In this interesting and well-researched book, Piers Legh argues that the Conservative Party has been crucial to the development of comprehensive education in the UK, influencing the form and shape that it has taken since the early twentieth century. The book is extremely detailed, and would certainly be of considerable interest and use to those researching and teaching on education policy or Conservative party domestic policy-making in the twentieth century (although the book does expand out to the Boris Johnson era, so could easily argue that it covers the first years of the twenty-first century as well). Each chapter is informative, descriptive, and an excellent account of the key events in education policy, with some excellent analysis of the underlying causes and impacts of different policies or personnel changes at the Department for Education. The author should be praised for this. Covering the entire twentieth century in policy terms is no mean feat. Not only do the people change, often the policies and priorities change enormously, and the author shows a depth of understanding of the key issues here.
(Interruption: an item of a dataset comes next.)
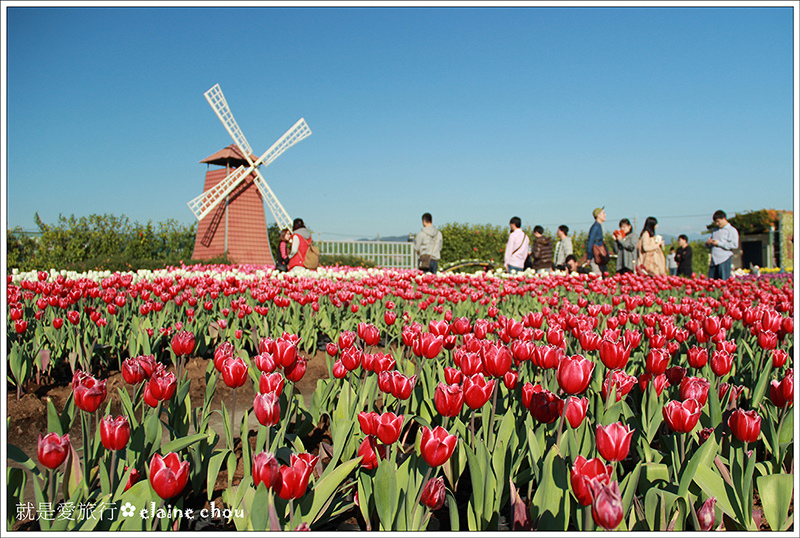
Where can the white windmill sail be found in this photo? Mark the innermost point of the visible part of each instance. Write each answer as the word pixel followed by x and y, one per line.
pixel 202 205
I do, however, have some lingering doubts over the stated aim of the book. The book itself is very good, and justified in its own right, but Legh argues something very specific. He argues that the Conservative Party is often thought to be preoccupied with the grammar school model of selective education and that its interest in comprehensive education has been limited. Conversely, the interests of the Labour Party in selective education have been assumed to be overshadowed by its commitment to more equality in the education system. “It is a commonly made assumption that the Labour Party are opposed to selection and grammar schools in the interest of equality, while the Conservatives very much believe in the meritocracy and back grammar schools to the hilt with committed fervour. However, I shall show in this book that the truth historically has not been so simple” (1), Legh writes. I think that this claim might be somewhat exaggerated, although that does not fundamentally undermine the excellent research and work that is evident in this book.
While it is clear from a reading of Legh's work that the Conservatives have been very keen to maintain certain key elements of the education system, including the selective nature of it and the ability of some parents to pay for their child's education, most British politics academics would argue that the impact of the Conservative Party on comprehensive schooling in the UK has been huge. There is no doubt about such a thing. As Secretary of State for Education in the Heath government, Margaret Thatcher introduced more comprehensive schools to the UK than Anthony Crosland had under Wilson, despite his desire to encourage the proliferation of comprehensive schools. Conversely, many Labour politicians have sent their own children to grammar schools, and selective education has not been eradicated in the UK. Perhaps the middle ground is where both parties sit, with the Conservatives more supportive of selective education but accepting of the comprehensive school model and the reverse being true for Labour. Neither is currently seriously committed to eradicating either model, so we have to assume they have no great hatred of either.
That minor issue put to one side, this is an excellent book with a wide range. I would recommend it to students and academics alike. It also recognizes the fact that education policy has been something of a poor relation in academic writing. While there are some excellent examples, the library of books focused on the policy-making behind education policy has not been as extensive as other policy areas, and this book makes a considerable contribution to that field.